Captain Marsh reflects on Fort Hood killings
On Sunday, Nov. 8, many congregations across the country took time to remember those killed and wounded during a shooting rampage Nov. 5 at Fort Hood, Texas.
For Captain Patrick Marsh, it was a time to reflect and be with his family during a memorial service at their church in Lampasas, Texas.
“We prayed for those wounded … those who were lost. And, for God to protect our military personnel serving in Iraq, Afghanistan and abroad,” he says.
Marsh has been stationed at the Texas military base for eight years, living about 40 miles away.
It was three years ago the Register featured Marsh in its November “Our Heroes” edition.
“I’m honored that you called. To see how I am,” Marsh says.
The Winnebago native and 1992 Blue Earth Area High School grad wasn’t at the soldiers readiness processing center at the time of the shootings.
But, he’s quite familiar with the building — having served two tours of duty in Iraq; the latest being for 15 months.
The processing center is where soldiers have health tests, get immunizations and wrap up any paperwork before being deployed.
Marsh says he didn’t personally know any of the victims and isn’t able to talk about the incident because of ongoing investigations.
When news of the shooting hit the airwaves, Marsh’s cell phone began to ring, ring and ring.
His wife, Renee, was trying to contact him to see how he was.
“I’m alright. I’m busy. I don’t have time to talk right now,” Marsh remembers telling his wife.
Thousands of miles away in Bonners Ferry, Idaho, — located some 30 miles from the Canadian border — Patrick’s mother, Susan Bauer, first hears of the shooting on her car radio.
She’s about six miles from her home, returning from a babysitting job.
“I was so devastated. I was crying and praying at the same time,” Bauer says. ” I just thought, ‘Someone is going to be crying tonight because they have lost a loved one.'”
Bauer’s fears were put to rest when she was able to talk with her daughter-in-law.
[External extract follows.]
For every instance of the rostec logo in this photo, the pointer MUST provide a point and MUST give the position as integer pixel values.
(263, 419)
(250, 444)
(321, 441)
“My son wasn’t hurt, but he lost members of his military family,” she says.
Marsh is currently employed in a staff position at Fort Hood.
He has served as commander of a combat engineering company in Iraq — building roads and bridges for combat troops to limit the movement of insurgents and cutting their supplies.
As part of the 5th Brigade Combat team, Marsh also led an explosive ordnance unit responsible for detaching and disarming Improvised Explosive Devices (IEDs).
While in Iraq, Marsh’s unit came under fire on several occasions. So, danger is no stranger to the Army veteran.
Like many, however, the attack of the base brings back memories of 9/11 in New York and how it caused Americans to re-evaluate the safety of our country.
“It’s going to take a while to move forward and be able to continue normal operations, but we will,” says Marsh. “We’re military, and that’s what we do.”